Петр же смотрел холодно и равнодушно.

— Что там случилось? — спросил он у неприметного человека, стоявшего за спиной причитающего.

— Готовый порох своевременно не вывезли. Складывали в одном месте навалом. Кто-то рядом с ним решил покурить…

— КТО?! КАКАЯ…?! — воскликнул Лопухин старший, вскакивая. К счастью, его крик потонул в гудке. Где-то недалеко спускал пар с парового котла.

— Свидетелей не осталось. — развел руками, сотрудник полиции.

Алексей таки сподобился. И на базе ведомства Федора Юрьевича Ромодановского создал полицию с ее вполне обычными функциями. Во всяком случае начал эту структуре создавать, так как нужда в ней имелась весьма изрядная. И в уличной патрульно-постовой службе, включая конную полицию, и в службе участковых, и во всяких следственных структурах вроде импровизации на тему МУРа. Да и ОМОН для поддержания общественного порядка требовался. Но начало не финал и требовалось проделать еще очень приличную работу. В том числе и потому, что подобное ведомство создавалось, по сути, впервые в мире. Во всяком случае в современном его виде[174]

— Но хоть кто-то что-то видел? — холодно поинтересовался царь.

— Мы опросили всех окрест, но это ничего не дало. Осмотр места взрыва позволил установить личности большей части погибших. Их опознали. Двое пропали без вести. Сейчас ищем. Вполне возможно, что они непричастны, но после взрыва испугались и попытались скрыться.

— НЕПРИЧАСТНЫ?! — рявкнул Лопухин старший.

Сотрудник полиции ничего не ответил.

Петр же кивнул, принимая ответ. И отпустил сотрудника, предупредил, чтобы ему докладывали о ходе расследования. А когда тот ушел, обратился к стенающему родичу:

— Порох почему не вывозили?

— Управляющий там погиб. Не ведаю.

— Это ваша мануфактура. Кто должен ведать? Я?! Леша?!

— Узнаю.

— Узнай. — холодно процедил царь. — Ступай.

— А как же нам быть?

— Как? Новую мануфактуру строить. Порох не вывозили с мануфактуры? Не вывозили. Ваша вина. Была бы война — шкуру бы спустил. А так — все восстановить и сделать лучше прежнего. Сроку — год.

— Но как же…

— Виновного промеж себя ищите. Кто недоглядел. Да с умом ищите. Мне с того — ни горячо, ни холодно. Мне мануфактура надобна! Если еще раз по такой дури сгубите — накажу и более не доверю. И селитряной лишу! Ясно ли говорю?

— Куда уж яснее! — вскинул руками Лопухин в примирительном жесте. И в темпе ретировался, поняв, что сострадания у царя не дождется, а вот тумаков…

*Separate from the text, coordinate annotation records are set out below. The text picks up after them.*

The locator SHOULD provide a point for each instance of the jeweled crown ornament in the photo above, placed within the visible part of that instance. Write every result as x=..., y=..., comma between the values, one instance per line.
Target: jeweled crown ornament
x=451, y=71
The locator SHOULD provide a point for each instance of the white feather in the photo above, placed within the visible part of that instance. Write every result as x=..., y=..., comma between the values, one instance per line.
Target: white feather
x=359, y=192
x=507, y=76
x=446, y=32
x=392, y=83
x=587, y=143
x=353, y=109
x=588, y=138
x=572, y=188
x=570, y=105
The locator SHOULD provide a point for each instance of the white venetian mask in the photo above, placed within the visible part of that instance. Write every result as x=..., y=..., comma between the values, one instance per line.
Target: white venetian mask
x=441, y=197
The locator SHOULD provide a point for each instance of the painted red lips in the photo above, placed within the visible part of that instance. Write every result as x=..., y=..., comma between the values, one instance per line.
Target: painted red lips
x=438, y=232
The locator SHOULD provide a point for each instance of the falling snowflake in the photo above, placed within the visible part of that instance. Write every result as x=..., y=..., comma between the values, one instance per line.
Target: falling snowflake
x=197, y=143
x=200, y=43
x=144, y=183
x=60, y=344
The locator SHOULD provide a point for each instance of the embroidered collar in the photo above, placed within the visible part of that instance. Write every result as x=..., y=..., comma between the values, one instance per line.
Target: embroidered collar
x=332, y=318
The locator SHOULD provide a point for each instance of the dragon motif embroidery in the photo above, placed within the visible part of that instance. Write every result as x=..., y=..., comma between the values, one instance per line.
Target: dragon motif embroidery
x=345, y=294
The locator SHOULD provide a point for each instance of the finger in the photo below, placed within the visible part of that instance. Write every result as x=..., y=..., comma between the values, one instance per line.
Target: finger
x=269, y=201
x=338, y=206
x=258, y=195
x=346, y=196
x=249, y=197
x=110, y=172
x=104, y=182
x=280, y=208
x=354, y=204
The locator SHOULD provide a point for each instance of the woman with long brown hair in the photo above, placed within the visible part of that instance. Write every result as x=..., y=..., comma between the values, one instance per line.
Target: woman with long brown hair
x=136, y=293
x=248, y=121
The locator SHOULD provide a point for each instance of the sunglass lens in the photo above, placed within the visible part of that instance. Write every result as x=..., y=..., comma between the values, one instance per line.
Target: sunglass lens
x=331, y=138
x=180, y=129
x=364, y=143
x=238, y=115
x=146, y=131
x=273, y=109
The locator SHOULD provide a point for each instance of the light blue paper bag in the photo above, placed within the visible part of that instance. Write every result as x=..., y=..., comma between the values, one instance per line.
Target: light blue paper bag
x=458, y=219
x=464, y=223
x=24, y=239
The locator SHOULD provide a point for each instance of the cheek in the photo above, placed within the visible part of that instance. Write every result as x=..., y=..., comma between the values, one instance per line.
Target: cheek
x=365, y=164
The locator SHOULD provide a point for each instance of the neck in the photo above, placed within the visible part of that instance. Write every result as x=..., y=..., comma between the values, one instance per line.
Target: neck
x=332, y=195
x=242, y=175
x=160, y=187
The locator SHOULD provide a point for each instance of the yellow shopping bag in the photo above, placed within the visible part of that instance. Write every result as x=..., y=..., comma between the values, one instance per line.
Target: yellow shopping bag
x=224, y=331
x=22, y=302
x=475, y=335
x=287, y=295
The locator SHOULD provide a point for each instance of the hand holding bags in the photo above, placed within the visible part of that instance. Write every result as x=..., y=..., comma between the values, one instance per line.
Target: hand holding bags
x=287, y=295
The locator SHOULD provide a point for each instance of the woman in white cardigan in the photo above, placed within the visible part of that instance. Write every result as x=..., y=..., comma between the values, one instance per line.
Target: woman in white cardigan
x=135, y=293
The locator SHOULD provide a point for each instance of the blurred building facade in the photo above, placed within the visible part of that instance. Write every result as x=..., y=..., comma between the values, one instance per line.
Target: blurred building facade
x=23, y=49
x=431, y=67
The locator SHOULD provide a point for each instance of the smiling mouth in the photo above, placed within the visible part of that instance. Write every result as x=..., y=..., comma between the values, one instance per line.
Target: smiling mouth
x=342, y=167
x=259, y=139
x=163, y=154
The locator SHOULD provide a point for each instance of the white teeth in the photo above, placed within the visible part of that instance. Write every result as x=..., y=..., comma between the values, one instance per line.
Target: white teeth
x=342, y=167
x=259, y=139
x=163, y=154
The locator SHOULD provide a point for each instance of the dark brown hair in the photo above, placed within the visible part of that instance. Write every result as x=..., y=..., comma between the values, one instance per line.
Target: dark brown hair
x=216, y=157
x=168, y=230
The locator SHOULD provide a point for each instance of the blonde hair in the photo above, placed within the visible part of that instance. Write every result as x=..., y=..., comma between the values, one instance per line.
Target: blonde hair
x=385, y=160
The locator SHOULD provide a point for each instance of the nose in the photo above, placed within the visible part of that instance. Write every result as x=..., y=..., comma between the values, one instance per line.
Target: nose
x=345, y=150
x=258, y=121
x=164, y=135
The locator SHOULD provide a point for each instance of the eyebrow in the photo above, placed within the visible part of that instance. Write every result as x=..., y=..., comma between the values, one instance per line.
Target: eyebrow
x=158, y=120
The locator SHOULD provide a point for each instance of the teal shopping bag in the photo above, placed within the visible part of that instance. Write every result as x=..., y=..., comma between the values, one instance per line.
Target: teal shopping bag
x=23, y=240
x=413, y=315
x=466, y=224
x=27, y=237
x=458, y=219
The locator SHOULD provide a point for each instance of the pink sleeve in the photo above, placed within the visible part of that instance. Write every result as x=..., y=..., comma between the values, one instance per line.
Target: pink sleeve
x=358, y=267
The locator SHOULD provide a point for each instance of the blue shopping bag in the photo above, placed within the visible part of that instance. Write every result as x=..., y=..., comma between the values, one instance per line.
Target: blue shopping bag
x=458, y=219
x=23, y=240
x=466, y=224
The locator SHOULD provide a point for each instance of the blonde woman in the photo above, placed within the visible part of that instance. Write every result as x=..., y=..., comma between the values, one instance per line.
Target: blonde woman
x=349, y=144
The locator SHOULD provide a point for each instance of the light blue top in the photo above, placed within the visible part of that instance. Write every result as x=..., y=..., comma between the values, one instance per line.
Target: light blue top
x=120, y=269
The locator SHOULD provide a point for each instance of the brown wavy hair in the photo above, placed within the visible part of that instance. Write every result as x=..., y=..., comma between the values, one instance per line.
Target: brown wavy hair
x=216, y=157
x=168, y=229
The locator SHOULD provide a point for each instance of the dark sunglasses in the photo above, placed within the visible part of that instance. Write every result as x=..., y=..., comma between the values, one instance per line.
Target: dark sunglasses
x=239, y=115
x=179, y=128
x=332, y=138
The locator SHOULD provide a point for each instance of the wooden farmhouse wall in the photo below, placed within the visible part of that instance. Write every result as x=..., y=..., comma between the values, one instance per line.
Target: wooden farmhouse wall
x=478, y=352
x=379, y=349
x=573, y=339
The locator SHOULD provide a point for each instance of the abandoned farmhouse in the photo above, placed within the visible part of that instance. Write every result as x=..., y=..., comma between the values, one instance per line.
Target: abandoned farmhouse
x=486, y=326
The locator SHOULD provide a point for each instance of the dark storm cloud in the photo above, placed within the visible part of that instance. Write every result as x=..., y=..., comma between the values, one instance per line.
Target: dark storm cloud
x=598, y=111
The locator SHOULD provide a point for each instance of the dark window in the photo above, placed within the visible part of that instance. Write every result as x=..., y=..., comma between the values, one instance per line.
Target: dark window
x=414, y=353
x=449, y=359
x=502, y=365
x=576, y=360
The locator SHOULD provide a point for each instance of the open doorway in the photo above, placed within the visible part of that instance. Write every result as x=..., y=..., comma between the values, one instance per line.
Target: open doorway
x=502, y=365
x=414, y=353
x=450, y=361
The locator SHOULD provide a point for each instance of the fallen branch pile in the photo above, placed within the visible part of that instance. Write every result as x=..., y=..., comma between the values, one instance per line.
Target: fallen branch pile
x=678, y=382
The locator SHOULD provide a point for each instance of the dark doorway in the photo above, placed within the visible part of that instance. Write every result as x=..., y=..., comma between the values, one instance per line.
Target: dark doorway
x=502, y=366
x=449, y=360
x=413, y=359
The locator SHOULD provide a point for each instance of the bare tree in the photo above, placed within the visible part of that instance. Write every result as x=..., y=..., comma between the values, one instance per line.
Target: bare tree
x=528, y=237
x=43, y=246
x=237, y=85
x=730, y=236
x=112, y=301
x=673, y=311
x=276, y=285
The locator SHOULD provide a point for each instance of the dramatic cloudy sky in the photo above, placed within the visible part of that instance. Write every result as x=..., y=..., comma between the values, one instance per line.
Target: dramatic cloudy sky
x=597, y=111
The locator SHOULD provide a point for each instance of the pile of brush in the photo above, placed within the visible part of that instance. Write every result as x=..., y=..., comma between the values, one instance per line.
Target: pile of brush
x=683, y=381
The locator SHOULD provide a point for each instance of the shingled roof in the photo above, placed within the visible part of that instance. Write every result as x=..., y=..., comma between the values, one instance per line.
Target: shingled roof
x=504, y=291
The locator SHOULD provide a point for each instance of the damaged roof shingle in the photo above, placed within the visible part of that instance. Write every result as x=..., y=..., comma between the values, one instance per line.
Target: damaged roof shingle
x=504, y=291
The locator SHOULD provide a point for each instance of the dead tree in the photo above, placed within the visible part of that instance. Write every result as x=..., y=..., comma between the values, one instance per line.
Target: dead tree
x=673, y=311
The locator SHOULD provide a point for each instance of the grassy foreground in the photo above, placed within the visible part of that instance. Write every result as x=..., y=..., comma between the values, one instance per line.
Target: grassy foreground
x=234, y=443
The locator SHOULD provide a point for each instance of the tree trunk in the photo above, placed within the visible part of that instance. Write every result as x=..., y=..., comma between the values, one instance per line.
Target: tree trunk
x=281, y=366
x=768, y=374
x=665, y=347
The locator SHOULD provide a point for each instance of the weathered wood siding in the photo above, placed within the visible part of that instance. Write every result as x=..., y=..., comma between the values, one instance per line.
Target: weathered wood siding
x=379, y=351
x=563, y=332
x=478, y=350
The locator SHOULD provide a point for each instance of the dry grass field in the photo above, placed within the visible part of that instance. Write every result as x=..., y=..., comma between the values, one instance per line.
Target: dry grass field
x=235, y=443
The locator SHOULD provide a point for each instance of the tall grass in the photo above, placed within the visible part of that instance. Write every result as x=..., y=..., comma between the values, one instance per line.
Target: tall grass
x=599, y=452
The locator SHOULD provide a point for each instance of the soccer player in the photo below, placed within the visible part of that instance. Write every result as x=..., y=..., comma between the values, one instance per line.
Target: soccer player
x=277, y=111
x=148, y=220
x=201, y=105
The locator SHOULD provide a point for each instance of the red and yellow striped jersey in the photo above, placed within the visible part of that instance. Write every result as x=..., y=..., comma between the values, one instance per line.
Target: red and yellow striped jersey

Царевич весь разговор сидел молча.

Пил кофе.

В этот раз сваренный по-турецки. Крепкий, черный, горький.

— Нет ты видел? Видел? — спросил Петр у сына, когда дед Лопухин вышел. — На таком производстве! Ох олухи! Ну как с ними работать?

— Отец, другого народа у нас нет.

— Спасибо сынок, — саркастичным тоном произнес царь и поклонился Алексею в пояс. — А то я дурак старый о том и не ведаю.